The service in Ethiopia uses speech recognition and SMS technology to provide farmers with data they previously would have not had access to. Farmers can receive messages on their mobile phones with information on crop disease, weather conditions, market prices and general farming tips. This mobile technology can be used to improve standards and educate farmers - even in rural areas - with more effective techniques and is an easy way to gain access to vital information on improving productivity, yield and economic prospects.
To sign up, farmers provide details on their farm, household income, the varieties of crop sown and farming techniques. This information is then used to deliver a highly personalised information service.
A greater productivity in agriculture is critical in reducing poverty and boosting farmers’ income and this mobile technology has also been developed for livestock and fisheries.
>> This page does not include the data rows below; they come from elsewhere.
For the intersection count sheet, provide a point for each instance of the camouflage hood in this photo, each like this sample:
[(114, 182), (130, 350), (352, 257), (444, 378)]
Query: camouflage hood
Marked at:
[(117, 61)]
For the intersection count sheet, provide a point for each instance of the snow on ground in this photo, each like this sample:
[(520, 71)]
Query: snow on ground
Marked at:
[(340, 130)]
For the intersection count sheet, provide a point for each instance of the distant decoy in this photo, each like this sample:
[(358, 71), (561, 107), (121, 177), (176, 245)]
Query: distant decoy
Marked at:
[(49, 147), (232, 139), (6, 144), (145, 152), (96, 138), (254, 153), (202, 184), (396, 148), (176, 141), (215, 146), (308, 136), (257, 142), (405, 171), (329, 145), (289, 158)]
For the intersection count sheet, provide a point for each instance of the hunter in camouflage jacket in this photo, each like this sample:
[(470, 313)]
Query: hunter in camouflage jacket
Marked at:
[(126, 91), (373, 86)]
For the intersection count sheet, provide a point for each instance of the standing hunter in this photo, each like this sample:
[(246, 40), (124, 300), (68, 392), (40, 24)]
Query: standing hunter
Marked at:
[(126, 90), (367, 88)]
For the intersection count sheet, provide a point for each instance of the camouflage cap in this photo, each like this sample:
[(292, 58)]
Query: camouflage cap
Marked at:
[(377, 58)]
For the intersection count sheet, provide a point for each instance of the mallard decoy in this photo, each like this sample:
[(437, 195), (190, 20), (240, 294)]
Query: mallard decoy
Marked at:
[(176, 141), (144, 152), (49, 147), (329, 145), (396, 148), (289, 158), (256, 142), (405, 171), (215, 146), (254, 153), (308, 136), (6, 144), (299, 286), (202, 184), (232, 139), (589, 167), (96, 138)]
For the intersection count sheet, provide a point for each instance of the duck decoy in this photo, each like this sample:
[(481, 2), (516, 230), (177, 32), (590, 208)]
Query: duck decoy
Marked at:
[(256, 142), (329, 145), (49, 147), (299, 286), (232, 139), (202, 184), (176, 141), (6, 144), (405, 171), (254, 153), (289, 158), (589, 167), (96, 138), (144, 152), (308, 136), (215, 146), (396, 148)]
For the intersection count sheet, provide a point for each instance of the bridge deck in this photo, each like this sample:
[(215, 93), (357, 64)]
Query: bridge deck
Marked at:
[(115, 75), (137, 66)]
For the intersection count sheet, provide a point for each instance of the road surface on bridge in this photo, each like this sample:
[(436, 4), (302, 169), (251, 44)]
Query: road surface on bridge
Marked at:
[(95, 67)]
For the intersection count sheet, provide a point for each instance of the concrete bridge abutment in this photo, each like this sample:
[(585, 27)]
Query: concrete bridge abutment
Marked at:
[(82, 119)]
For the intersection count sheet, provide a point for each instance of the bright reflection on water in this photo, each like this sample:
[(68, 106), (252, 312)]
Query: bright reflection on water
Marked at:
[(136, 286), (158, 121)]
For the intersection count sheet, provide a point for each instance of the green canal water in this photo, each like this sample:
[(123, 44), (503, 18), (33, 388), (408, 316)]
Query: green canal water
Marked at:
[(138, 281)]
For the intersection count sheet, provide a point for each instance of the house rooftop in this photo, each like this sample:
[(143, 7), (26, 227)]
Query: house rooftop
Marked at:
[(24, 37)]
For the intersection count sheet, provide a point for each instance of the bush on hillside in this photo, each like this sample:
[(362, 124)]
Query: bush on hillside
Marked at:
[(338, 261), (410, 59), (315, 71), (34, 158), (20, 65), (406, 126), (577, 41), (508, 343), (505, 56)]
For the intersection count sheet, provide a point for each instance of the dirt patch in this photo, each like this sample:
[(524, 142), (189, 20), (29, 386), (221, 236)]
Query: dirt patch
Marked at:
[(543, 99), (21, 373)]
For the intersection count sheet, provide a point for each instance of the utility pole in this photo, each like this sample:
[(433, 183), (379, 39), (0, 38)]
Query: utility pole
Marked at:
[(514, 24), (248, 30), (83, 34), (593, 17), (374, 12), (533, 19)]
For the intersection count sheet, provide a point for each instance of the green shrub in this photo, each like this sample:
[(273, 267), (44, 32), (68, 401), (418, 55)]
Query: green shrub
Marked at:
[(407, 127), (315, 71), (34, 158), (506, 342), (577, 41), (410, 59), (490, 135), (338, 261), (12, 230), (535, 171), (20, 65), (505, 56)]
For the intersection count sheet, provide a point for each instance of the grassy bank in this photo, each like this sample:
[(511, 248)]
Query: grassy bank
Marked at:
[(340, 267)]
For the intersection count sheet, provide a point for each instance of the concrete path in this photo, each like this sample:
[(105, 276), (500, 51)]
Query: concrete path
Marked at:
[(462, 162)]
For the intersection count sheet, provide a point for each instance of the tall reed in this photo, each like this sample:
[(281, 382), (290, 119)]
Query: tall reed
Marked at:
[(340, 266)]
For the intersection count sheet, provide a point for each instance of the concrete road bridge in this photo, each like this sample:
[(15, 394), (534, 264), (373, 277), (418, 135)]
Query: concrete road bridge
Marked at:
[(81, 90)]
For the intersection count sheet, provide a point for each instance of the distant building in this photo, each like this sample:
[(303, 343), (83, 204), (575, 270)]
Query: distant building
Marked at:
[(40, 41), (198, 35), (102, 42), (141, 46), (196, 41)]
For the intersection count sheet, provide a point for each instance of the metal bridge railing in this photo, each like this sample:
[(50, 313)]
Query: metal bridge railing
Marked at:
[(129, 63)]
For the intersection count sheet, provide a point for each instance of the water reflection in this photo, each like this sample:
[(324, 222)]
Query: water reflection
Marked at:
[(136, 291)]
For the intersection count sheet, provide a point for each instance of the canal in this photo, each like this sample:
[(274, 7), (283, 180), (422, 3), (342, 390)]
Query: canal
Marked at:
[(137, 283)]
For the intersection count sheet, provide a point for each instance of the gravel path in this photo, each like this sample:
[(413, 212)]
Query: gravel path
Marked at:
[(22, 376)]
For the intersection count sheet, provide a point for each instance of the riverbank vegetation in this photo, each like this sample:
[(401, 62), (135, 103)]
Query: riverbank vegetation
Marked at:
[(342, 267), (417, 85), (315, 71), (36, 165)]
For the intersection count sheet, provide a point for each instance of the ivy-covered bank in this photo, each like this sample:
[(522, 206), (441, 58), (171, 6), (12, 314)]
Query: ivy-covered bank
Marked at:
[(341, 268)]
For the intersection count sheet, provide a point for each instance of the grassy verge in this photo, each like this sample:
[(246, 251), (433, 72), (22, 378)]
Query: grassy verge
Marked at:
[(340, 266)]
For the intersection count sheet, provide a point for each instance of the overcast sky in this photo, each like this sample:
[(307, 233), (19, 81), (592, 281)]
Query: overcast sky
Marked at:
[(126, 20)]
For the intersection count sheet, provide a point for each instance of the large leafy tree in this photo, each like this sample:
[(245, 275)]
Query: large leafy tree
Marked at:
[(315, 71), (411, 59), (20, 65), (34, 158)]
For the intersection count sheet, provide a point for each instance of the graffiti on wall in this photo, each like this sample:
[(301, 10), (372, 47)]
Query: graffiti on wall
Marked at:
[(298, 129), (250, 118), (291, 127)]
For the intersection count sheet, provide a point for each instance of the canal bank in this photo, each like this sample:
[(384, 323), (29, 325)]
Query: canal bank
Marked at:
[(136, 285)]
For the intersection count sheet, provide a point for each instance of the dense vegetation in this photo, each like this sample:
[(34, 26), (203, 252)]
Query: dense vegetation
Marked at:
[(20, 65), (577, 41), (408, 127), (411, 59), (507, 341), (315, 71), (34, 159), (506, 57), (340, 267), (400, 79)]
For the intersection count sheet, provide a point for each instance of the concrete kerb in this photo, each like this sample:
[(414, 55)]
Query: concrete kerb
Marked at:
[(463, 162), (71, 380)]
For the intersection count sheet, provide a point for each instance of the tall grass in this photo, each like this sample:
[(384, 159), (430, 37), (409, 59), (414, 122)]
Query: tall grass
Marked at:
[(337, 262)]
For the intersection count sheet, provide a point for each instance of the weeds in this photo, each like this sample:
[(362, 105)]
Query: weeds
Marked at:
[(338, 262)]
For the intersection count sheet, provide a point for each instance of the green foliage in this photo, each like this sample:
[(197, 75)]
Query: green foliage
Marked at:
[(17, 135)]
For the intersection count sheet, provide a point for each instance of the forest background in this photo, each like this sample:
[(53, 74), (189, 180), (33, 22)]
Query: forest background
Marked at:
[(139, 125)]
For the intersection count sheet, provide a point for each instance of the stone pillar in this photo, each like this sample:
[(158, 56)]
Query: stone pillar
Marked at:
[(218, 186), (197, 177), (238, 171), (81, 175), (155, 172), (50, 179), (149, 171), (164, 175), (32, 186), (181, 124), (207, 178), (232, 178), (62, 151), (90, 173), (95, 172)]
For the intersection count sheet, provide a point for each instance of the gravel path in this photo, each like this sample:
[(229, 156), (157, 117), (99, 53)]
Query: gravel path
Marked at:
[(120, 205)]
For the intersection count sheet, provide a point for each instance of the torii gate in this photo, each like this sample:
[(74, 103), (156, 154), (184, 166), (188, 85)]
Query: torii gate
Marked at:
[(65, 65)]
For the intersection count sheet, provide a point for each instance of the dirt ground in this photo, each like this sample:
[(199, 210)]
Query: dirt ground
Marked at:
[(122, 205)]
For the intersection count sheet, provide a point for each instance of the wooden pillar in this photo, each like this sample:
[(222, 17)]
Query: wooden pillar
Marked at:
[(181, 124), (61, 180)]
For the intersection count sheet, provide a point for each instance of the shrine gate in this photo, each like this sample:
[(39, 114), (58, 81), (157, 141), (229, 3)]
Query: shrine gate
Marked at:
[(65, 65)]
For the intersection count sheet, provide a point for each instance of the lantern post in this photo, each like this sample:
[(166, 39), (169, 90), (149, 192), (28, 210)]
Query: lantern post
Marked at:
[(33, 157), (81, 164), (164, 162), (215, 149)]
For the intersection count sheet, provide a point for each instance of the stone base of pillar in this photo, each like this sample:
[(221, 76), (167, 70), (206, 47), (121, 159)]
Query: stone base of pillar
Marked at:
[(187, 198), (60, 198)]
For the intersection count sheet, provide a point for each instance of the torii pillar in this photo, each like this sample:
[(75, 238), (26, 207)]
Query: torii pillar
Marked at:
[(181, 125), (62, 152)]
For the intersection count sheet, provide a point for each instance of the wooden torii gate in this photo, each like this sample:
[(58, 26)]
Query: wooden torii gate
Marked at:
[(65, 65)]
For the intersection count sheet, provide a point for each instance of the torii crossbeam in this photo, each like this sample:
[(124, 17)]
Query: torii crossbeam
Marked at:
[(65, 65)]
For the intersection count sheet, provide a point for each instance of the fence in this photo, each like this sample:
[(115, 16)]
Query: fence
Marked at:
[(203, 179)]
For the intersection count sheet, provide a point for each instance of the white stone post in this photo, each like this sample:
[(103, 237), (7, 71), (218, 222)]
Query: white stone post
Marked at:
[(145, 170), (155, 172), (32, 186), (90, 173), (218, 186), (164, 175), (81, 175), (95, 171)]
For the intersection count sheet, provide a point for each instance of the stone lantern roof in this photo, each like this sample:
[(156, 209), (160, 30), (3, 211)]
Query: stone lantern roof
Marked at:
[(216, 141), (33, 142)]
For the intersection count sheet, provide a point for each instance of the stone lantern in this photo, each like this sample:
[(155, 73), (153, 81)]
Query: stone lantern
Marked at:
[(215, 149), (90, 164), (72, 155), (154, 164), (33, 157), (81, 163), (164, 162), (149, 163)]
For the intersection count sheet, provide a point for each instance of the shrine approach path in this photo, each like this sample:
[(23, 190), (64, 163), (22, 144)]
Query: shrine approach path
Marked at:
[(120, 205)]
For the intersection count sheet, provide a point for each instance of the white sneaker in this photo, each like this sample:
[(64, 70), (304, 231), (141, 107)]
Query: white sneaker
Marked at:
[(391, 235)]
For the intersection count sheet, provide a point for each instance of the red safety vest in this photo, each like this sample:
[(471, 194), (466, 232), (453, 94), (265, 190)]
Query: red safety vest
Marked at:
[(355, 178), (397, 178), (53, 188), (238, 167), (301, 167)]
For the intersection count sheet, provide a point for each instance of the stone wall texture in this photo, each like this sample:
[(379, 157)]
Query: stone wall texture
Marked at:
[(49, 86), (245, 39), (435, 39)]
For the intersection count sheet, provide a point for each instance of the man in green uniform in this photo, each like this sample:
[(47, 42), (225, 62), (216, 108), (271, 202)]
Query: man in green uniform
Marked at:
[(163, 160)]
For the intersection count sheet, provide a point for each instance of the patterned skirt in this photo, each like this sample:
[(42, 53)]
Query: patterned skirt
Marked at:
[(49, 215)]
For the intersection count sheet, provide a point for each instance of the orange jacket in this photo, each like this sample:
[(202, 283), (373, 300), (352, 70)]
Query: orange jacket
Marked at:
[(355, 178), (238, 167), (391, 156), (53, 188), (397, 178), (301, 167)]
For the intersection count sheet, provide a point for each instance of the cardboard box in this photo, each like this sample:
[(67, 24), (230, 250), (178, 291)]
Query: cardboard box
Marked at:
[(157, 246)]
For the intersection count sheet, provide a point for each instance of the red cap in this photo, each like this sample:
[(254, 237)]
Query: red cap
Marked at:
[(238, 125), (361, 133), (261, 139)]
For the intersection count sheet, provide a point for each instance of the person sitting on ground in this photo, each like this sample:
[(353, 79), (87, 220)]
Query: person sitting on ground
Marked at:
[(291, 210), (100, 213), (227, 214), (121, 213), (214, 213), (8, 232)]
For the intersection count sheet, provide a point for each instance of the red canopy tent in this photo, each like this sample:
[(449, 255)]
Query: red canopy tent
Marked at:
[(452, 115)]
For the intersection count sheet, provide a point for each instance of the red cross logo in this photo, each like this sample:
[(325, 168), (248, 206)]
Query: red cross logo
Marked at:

As prices decline and mobile technology becomes more accessible in Africa, smartphones and tablets could provide more sophisticated app-based information for farming in the future.
Of course there are difficulties - such as unreliable network coverage and keeping phones charged up in villages with no electricity - but as technology becomes cheaper and more available, and although the cost of a device may be a barrier for smallholder farmers, these mobile services simply act as early warning systems and a tool for workers who will be able to disperse information and help communities prevent poor yields.